Monday, May 28, 2012

Don't Tell Me It Isn't Possible To Heal

I've been through quite a bit in my life and if you have been reading my blog for any time, that is most likely obvious.  None of these things have been easy and in fact there were times that I never thought I would make it as far as I have today.

For a long time in my life, I had people tell me that I would never get to the point I'm at.  Everyone said, you will always be on antidepressants or anti-anxiety medications.  Most thought I would always suffer from severe depression.  When it came to migraine headaches, no doctor out there ever suggested that I could get past these so that I would not suffer from them for the rest of my life.  During the rash that I had, it seemed like all hope was lost and I there was nothing that could cure me.

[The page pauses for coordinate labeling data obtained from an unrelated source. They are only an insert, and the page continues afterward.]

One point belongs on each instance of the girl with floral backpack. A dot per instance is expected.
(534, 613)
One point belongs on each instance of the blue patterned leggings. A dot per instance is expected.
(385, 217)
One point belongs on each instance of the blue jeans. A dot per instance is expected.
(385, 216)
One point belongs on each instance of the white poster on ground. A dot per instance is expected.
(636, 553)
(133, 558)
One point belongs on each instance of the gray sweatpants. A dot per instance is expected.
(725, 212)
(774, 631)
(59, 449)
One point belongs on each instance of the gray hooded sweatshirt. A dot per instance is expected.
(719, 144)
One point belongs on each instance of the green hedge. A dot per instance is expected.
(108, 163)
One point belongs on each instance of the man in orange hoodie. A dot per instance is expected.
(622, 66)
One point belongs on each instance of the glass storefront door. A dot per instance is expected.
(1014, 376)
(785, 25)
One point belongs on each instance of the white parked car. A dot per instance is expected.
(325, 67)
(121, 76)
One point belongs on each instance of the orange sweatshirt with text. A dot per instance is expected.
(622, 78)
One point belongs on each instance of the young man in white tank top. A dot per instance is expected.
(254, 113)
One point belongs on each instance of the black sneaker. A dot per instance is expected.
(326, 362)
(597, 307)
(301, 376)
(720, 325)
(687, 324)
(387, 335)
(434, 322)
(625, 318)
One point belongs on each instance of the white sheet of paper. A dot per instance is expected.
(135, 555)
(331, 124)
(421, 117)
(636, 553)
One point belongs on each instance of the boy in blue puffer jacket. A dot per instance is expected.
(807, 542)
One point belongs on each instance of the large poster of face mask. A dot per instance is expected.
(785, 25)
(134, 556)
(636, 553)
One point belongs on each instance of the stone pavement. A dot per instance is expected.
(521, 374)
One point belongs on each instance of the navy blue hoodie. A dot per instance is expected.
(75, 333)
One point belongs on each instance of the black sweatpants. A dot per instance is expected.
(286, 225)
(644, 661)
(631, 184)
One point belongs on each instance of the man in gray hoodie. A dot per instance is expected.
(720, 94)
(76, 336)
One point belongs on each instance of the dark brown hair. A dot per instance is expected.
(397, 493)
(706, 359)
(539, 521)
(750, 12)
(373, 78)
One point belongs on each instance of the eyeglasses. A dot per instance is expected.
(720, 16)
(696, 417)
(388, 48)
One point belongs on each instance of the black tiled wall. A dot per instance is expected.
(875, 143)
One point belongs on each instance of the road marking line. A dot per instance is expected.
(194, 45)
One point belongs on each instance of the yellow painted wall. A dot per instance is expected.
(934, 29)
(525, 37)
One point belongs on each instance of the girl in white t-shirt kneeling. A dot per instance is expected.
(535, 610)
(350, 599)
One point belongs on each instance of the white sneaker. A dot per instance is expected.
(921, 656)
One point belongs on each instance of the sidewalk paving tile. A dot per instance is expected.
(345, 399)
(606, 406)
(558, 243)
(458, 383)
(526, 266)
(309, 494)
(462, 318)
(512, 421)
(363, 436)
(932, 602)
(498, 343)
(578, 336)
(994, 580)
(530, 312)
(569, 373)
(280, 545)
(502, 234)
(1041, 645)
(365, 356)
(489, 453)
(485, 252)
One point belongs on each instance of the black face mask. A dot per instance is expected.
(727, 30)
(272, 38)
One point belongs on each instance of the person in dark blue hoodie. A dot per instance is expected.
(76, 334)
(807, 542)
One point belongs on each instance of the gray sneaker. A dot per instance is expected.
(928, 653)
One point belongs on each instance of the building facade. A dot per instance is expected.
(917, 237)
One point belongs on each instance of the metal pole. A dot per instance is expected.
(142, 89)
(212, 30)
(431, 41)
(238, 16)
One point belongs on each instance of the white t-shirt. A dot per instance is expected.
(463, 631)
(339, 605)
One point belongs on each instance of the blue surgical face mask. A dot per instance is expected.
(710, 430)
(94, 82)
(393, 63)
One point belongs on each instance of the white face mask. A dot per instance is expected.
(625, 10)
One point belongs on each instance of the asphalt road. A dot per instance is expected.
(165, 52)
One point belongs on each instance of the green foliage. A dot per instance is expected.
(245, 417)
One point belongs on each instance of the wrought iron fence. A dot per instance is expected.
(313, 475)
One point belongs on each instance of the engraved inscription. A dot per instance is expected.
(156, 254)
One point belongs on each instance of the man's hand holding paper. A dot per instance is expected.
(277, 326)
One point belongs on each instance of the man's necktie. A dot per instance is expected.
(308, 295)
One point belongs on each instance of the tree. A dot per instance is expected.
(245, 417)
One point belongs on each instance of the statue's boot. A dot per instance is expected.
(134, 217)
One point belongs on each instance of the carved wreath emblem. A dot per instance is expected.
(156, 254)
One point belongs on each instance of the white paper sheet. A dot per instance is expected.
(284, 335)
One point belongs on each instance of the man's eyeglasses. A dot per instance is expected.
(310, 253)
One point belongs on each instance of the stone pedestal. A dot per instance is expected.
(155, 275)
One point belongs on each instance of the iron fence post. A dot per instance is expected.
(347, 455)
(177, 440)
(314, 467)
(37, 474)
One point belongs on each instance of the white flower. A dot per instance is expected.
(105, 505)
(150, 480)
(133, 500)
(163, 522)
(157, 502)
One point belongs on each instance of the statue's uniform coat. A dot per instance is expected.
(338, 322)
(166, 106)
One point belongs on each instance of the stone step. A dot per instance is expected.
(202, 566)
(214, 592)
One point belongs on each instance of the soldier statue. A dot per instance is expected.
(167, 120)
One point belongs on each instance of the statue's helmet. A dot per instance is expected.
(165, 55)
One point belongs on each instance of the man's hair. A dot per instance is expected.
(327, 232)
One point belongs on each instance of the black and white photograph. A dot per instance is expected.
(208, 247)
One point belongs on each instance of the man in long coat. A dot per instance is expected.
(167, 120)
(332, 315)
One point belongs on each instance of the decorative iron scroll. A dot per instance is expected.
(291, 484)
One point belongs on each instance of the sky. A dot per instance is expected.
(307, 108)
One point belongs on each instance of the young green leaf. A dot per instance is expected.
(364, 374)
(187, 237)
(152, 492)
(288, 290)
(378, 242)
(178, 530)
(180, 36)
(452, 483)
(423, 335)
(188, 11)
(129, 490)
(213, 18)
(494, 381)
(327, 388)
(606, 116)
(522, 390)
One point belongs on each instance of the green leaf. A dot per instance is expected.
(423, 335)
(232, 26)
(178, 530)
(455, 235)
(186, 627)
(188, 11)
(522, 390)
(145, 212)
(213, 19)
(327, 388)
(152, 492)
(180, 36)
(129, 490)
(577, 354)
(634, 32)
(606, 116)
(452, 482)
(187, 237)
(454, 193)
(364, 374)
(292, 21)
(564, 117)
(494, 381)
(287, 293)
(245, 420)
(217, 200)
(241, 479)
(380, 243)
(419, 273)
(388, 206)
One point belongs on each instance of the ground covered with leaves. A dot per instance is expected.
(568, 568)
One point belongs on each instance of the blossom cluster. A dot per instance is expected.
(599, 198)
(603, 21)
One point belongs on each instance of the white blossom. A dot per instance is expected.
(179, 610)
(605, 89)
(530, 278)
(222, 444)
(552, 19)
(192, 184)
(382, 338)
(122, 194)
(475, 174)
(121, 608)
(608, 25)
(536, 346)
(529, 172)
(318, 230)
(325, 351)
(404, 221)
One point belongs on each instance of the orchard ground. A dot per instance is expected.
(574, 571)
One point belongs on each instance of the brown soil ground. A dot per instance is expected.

When I was in high-school and I had an ulcer (nervous stomach), the doctors didn't tell me that I could cure this.  They only told me to quit worrying and prescribed another pill.  When I had nightmares because of the trauma I had been through, I begged for my life to end.  During the many suicide attempts, I hoped that one day I would be successful.


In addition to all these things, it wasn't that long ago that my body had no desire to trust another person after it had been so violated.  I did not think it was possible to ever feel normal, laugh and smile like others or have a desire to make it in life.  It all seemed like an illusion that was meant for everyone else but me.

I didn't see hope and no one out there, not even when I was paralyzed from a conversion disorder, gave me hope.  Most told me that I had to just learn to live with things, go to physical therapy and hopefully I could manage my life.  Most healing practitioners out there including the medical establishment suggested that I would always be on medication.

Now, I know all of this that I was told by others and believed myself was plain BS!  It seemed plausible at the time because all of these events I have lived through involving PTSD and the trauma that I experienced appeared greater than they were.   When you lost all hope like I had in believing life even mattered, it was easy to buy into the beliefs that were being told.

Fortunately, I have learned that I was more than a bunch of beliefs.  I learned from a first hand account that I had power within my body to heal myself, not just mask the symptoms and hope they would go away.  I found that I no longer needed antidepressants, anti-anxiety, migraine, and stomach medications.  My body was able to heal itself fully and completely, giving me more hope for the future than I had ever thought was possible.

It isn't just myself that has healed from these many physical and mental problems.  Other people I know and have seen and heard about have healed from some extremely traumatic circumstances involving war time PTSD.  The evidence is becoming overwhelming that this is possible.  Don't take my word for it, go check it out and research it.

Is my life all peaches and roses every day?  Nope!  Does that mean I haven't healed?  Nope!  It is about evolving and growing and becoming fully aware of who I am.  It is about evolving into what it means to become human.  Through that process, the challenges may arise, but I know that I have the power within me to effect change, rather than being taken under.

We feed ourselves so many lies in a day because we do not know any better.  However, if we do not begin to question our beliefs about what is possible, we lose site of who we are as a human.  It is not about thinking one way or the other, or seeing life in some special fashion.  It is about changing from the inside out.  We can hold on to our beliefs, or we can evolve by challenging our beliefs.

So, when someone tries to tell me that healing from PTSD, Trauma, Child Abuse, Conversion Disorder, Rashes or anything else is not possible, I can share my experiences and my knowledge of what I have seen in others.  There is no way I can agree with anyone when they say healing is not fully possible because I have seen something different in life.  You can try to convince me all day long, but it would be the same as if I told you the sun never rose in the morning.

I cannot convince anyone that what I say is true.  It is up to each person to find their own path.  The only thing I can do is tell you that it is possible.  There is hope.  In fact, that's why I wrote my book, "Hope And Possibility Through Trauma" because it is a true life story.  We each choose the path we take regardless of what we were given in life to deal with.  What matters is the choices we make today and the choices we make tomorrow.  If we get stuck by our system of beliefs, then our we limit our choices.  There is hope and possibility, but we must first let go and begin our quest for healing on our journey.